Posted at 9:04 PM, Mar 30, 2016

INDIANAPOLIS -- A month after it was discovered several Indianapolis Public School officials waited six days to reported alleged child abuse to the Indiana Department of Child Services, it’s not clear whether any staff members have been disciplined over the error.

MORE | IPS waited six days to report alleged abuse to DCS

Call 6 Investigates reported March 2 that Longfellow Alternative School officials were made aware of sexual abuse allegations against counselor Shana Taylor on Feb.17 when a parent came to the school and disclosed she had viewed numerous text and Facebook messages between her son and Taylor.

MOREIPS counselor charged with child seduction  | CALL 6: IPS counselor arrested on child seduction charges   

State law requires schools to immediately report abuse or neglect allegations to law enforcement or DCS.

In a news conference on March 4, IPS Superintendent Dr. Lewis Ferebee vowed the administration would “aggressively issue discipline accordingly” for what he called a “clear case of incompetence.”

MORE | IPS officials discuss allegations against counselor

However, it’s still not clear if anyone has been disciplined.

Among those who could face sanctions include assistant principal William Jensen, director of student services Deb Leser, human resources director Tina Hestor, human resources case worker Shalon Dabney, Positive Supports Academy ex-Principal Mark Cosand, and Dr. Lewis Ferebee himself.

CALL 6 | Ex-IPS principal speaks out about failure to report abuse

Mark Cosand stepped down from his position as principal, but he can continue to work for the district.

IPS spokesperson Kristin Cutler declined to comment on whether any discipline had taken place.

“We don’t comment on the details of personnel issues,” said Cutler, who declined to speak in generalities about whether the administration was in fact, aggressively issuing discipline.

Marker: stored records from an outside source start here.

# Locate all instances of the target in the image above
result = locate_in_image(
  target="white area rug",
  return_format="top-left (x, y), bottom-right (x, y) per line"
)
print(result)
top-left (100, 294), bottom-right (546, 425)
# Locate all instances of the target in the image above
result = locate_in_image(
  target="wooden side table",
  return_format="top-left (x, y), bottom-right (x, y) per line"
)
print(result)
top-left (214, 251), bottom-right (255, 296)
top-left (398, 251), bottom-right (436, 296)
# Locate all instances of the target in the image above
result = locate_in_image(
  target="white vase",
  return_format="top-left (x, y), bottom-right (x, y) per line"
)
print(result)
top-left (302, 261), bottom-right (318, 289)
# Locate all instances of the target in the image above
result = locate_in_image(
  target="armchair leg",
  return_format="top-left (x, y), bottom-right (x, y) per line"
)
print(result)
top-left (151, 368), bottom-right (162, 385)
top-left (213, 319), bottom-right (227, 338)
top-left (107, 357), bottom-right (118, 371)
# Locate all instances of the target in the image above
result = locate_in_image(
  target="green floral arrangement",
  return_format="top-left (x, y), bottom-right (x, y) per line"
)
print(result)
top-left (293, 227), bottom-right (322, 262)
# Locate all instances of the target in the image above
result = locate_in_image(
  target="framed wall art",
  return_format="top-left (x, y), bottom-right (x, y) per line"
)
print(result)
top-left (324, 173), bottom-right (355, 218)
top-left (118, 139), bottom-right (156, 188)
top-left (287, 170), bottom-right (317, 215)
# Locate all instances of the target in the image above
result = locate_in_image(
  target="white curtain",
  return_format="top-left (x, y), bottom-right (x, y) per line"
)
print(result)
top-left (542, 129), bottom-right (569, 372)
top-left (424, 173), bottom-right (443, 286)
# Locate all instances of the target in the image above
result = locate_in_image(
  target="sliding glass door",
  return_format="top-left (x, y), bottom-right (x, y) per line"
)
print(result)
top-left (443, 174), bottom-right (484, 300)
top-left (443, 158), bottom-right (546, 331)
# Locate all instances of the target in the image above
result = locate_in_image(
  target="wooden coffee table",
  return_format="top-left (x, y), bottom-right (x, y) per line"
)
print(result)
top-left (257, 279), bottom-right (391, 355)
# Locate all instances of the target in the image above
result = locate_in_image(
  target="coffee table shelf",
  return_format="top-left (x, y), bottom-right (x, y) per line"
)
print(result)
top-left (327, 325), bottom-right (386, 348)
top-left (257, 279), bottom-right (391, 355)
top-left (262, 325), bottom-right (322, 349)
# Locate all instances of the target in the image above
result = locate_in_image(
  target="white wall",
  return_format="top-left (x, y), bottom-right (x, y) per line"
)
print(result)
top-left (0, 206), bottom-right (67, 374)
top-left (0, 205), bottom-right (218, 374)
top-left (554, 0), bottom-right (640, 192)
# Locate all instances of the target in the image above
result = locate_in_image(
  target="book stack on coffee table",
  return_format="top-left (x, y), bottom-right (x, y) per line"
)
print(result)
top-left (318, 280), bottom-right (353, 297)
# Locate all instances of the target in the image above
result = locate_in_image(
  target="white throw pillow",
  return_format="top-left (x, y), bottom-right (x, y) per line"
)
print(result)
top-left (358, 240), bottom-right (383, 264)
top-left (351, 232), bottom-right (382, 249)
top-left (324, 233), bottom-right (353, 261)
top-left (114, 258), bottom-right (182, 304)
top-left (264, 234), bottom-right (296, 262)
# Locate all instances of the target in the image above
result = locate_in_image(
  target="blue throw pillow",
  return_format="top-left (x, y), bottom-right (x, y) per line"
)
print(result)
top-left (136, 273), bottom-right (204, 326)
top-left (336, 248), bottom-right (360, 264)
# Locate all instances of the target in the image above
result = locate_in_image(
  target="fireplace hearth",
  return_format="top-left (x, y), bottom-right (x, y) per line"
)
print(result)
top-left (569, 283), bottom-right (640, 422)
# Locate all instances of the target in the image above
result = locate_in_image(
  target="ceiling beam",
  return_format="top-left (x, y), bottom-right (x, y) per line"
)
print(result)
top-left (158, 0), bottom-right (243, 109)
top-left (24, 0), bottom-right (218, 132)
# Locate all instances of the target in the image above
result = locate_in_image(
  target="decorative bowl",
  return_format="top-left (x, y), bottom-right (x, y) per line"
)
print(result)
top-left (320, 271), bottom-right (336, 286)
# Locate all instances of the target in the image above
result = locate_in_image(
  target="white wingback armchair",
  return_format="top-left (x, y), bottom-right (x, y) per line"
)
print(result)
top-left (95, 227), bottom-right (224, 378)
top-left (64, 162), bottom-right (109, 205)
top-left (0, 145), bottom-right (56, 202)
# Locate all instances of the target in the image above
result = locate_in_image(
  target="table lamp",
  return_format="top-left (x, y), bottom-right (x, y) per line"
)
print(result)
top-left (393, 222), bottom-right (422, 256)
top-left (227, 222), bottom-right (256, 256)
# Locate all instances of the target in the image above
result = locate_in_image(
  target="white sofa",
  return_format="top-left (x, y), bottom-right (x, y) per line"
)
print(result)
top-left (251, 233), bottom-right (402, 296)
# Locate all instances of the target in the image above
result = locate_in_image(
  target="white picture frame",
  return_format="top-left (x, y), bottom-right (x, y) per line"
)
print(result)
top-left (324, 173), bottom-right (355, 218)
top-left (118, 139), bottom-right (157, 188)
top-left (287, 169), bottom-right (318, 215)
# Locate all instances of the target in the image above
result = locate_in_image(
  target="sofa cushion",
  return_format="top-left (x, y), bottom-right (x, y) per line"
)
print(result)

IPS board president Mary Ann Sullivan said disciplinary actions “are in process” but declined to go into specifics citing the fact that they do not comment on personnel issues.

“From day one, the board has taken this so seriously,” said Sullivan.

School officials who failed to immediately report the alleged abuse could also face criminal charges.

A spokesperson for the Marion County Prosecutor’s office said the matter is still under investigation.

The court set a $30,000 surety bond on March 21 for Shana Taylor.

Records show Taylor is still housed in the Marion County jail, however, if her bond is satisfied she will be placed on GPS monitoring and is ordered to stay away from all schools.

She is due back in court on May 4.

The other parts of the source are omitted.